Post-modern “liberation” feeds pre-modern tyranny

In contrast, post-modern politics distrust institutions and often reject rational approaches to governance. This skepticism can lead to a breakdown of essential structures that have facilitated progress, potentially hindering advancements in science, technology, and societal well-being.

Post-modern artist Reynold Reynolds’ short film Burn sounded apocalyptical alarm bells, and the post-modernists at the Claremont Institute like David Reaboi ask if you “know what time it is”.

Reynold's film implies that we ignore our looming demise, and that the status quo distracts us from taking necessary action and therefore must be replaced. Likewise, Reaboi and Co. view the future with apocalyptic fear, and call for “modern” politics to be replaced with a bare-knuckle fighting style that replaces the conventions of compromise and agreeableness with left and right hooks.

Post-modern movements seek to subvert and destroy the conventions and institutions they feel hold them back. But after they succeed in toppling modern institutions, the activists eventually turn on each other. History shows this pattern, as seen in the French Revolution's leaders' demise and the in-fighting within the Soviet Politburo. They then embrace pre-modern tribalism and authoritarianism with the new in-group in control.

Protect the miracle of progress by protecting modern politics

Scientific discoveries and technological innovations, supported by modern political systems, have revolutionized industries, communication, healthcare, and transportation. Modern politics prioritize education, ensuring that knowledge and skills are accessible to all, leading to a more informed and adaptable society.

We live in good times. We failed to teach this to the rising generation. But we can resist the calls to tear down institutions we dislike.

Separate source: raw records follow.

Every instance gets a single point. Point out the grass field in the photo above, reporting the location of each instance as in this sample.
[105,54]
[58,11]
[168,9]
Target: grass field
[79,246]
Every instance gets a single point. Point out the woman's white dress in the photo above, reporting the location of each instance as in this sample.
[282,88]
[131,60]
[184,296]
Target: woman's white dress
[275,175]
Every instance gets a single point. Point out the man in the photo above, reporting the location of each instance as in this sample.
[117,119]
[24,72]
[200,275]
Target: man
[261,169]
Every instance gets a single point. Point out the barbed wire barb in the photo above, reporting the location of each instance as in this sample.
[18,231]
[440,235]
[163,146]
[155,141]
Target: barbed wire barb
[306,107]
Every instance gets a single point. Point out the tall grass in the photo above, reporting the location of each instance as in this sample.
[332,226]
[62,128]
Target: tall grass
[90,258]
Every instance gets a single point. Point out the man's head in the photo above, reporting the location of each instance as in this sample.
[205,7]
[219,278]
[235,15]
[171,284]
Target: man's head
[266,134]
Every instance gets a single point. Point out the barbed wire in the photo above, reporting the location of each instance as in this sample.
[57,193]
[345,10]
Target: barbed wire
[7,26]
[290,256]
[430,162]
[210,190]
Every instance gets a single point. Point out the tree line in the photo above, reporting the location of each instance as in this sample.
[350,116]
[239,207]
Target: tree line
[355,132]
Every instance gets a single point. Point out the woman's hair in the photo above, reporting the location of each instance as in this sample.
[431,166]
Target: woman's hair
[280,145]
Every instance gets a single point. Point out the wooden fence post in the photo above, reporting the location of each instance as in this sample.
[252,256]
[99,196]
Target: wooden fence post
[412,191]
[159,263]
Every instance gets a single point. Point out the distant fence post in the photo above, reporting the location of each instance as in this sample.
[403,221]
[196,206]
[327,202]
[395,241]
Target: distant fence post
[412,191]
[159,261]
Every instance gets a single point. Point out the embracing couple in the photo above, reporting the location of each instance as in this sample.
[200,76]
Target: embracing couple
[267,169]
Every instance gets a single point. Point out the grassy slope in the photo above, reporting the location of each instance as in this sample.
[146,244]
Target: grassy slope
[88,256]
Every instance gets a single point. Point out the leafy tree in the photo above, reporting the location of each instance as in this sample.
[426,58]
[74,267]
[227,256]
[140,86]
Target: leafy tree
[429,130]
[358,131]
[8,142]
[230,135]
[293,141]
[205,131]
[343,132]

Every generation, civilization is invaded by barbarians; we call them children.

Hannah Arendt

The pre-modern, tribal barbarians came and this time, we failed to convert them to the modern cause. Now the barbarians are at the gates. Equipped with post-modern memes and the poor education we gave them, the new terminally online generation aims to tear down the social, technological, and political institutions that created the conditions for our prosperity. Be they members of the judiciary, vaccine makers, churches & religious communities, or bowling leagues & book clubs, post-modern political movements see them as enemies to be defeated or destroyed.

In doing so, they sow the seeds of a tyrannical crop for a pre-modernist to one day reap.

But maybe we can help stitch back together the recent tears in our cultural fabric. These tears—that destroy mutual trust, undermine feelings of community and camaraderie, and reduce the care for humanity that drives us as a species to do hard things—must be repaired if we want the world to reembrace the institutions and ideals that make progress possible.

By resisting the temptations of post-modern politics, we can help to protect the institutions which in turn protect American progress. This entails active involvement in local communities, constructive disagreement, and adherence to the rules of the game even when it means we lose. It means pushing back on vaccine denialism without villainizing the confused, or countering election fraud conspiracy theories without dunking on the theorists.

Post-modernist politics rejects the idea that people can be reasoned with. But I think we’re better than that. Don’t you?